Ultimate strictly academic ID test.

Is there a test to distinguish a Gromark cipher (letters only, no primer given) from a running key cipher? I think this is the ultimate useless ID test. In the Cryptogram, a Gromark is always accompanied by its primer, there’s no question about what type it is. Also according to ACA rules a running key is about 50 letters, always shorter then a Gromark cipher.

Nevertheless I got interested in IDing Gromark ciphers when only the letters are given — no primer. But my ID tests gave poor results. The most common error was misidentifying a Gromark as a Progressive key cipher. I came up with a progressive key ID test using logs of digraphs that worked pretty well at IDing progressive key ciphers. But it didn’t help ID Gromark ciphers. When I ran my improved ID test on a Gromark cipher, the test no longer misidentified them as progressive keys. Instead it misidentified them as Running key ciphers.

I have a feeling there is a test based only on ciphertext letter frequencies that will distinguish running keys from Gromarks. In case anybody wants to try coming up with such a test, I generated 10,000 Gromarks and 10,000 running keys. They are in a zip file with the link below:

https://drive.google.com/file/d/1jPP6vjUFzpK4PqFwPprtXqRlWfMchCCX/view?usp=sharing

Each line has 7 fields separated by commas: (1) The running key’s “key” which is just the first half of its plaintext, (2) the second half of the running key’s plaintext, which is equal to the Gromark’s entire plaintext, (3) Gromark key, (4) Gromark primer, (5) Gromark ciphertest (6) running key type: 0 is vegenere, 1 is variant, (7) Running key ciphertext.

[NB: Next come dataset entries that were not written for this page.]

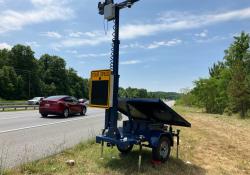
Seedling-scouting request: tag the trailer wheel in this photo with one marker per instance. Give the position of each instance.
(162, 151)
(125, 150)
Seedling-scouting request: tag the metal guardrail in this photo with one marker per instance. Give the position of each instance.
(13, 103)
(15, 107)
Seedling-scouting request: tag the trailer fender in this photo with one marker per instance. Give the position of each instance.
(154, 140)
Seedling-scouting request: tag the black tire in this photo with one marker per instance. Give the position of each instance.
(66, 113)
(44, 115)
(84, 110)
(162, 151)
(125, 150)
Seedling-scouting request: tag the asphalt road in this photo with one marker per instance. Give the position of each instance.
(25, 136)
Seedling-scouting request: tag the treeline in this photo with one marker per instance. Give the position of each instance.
(22, 76)
(227, 90)
(143, 93)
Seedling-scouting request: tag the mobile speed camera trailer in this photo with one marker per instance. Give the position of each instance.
(149, 121)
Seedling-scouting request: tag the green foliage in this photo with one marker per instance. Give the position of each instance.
(143, 93)
(22, 76)
(10, 83)
(227, 89)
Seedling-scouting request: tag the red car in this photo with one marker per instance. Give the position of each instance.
(61, 105)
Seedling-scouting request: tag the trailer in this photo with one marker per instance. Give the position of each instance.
(150, 121)
(150, 124)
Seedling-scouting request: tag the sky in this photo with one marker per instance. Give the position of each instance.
(165, 44)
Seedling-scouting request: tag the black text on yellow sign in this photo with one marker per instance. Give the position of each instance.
(101, 88)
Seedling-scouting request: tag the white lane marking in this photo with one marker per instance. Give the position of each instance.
(47, 124)
(8, 118)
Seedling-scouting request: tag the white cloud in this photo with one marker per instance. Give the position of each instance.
(72, 51)
(173, 42)
(5, 46)
(76, 34)
(171, 21)
(211, 39)
(32, 43)
(130, 62)
(74, 42)
(43, 11)
(93, 55)
(52, 35)
(203, 34)
(154, 45)
(174, 21)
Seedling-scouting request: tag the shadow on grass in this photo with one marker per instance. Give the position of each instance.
(128, 165)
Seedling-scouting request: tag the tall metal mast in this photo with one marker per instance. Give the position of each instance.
(111, 12)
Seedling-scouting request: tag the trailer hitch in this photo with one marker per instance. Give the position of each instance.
(177, 135)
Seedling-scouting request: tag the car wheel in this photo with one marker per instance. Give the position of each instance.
(84, 110)
(66, 113)
(162, 151)
(44, 115)
(125, 150)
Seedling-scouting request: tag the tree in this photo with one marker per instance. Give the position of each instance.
(23, 61)
(237, 58)
(52, 70)
(10, 83)
(4, 58)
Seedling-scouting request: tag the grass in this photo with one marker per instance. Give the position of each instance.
(214, 145)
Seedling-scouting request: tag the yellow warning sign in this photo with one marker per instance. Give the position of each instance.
(100, 75)
(101, 83)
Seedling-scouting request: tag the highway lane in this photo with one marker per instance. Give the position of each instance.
(25, 136)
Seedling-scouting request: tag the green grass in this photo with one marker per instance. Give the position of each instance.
(214, 145)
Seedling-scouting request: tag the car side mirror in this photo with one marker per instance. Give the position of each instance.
(119, 116)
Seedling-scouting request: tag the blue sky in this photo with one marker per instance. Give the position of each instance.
(165, 44)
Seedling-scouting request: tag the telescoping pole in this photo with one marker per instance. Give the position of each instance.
(113, 112)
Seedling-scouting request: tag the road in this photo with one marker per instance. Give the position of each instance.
(25, 136)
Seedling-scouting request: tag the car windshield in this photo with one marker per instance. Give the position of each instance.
(36, 98)
(54, 97)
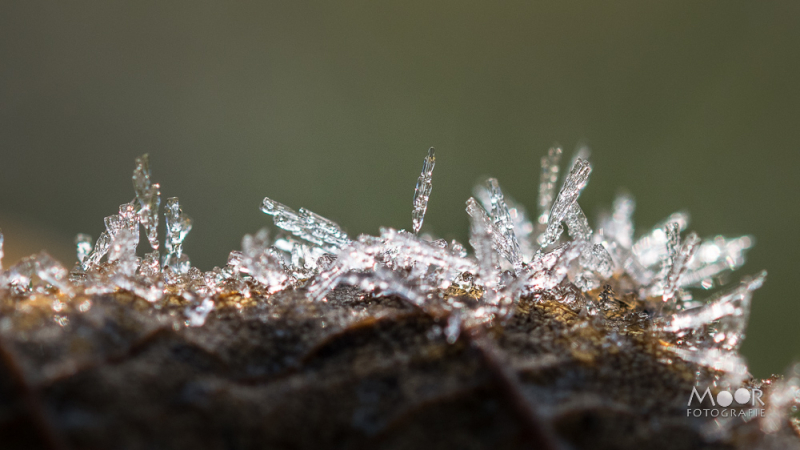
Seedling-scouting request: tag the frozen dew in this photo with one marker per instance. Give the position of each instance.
(148, 196)
(423, 191)
(514, 263)
(83, 247)
(565, 204)
(306, 225)
(547, 183)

The running key plaintext is twice as long as the Gromark plaintext so their ciphertext lengths are equal.

2 thoughts on “Ultimate strictly academic ID test.”

  1. My Analyzer has a test for Gromark which is fairly accurate compared to other types of its length, like Progressive Key. You produced a file with both those types last year and my program worked well on those two. For Running Key, though, my program mostly uses length, as you suggest, because of the ACA guidelines. I commented out the length test part and ran the program on the first five Running Key cts and in every case Gromark outscored Running Key. Other types were mostly on top with both Gromark and RK down below third place most of the time.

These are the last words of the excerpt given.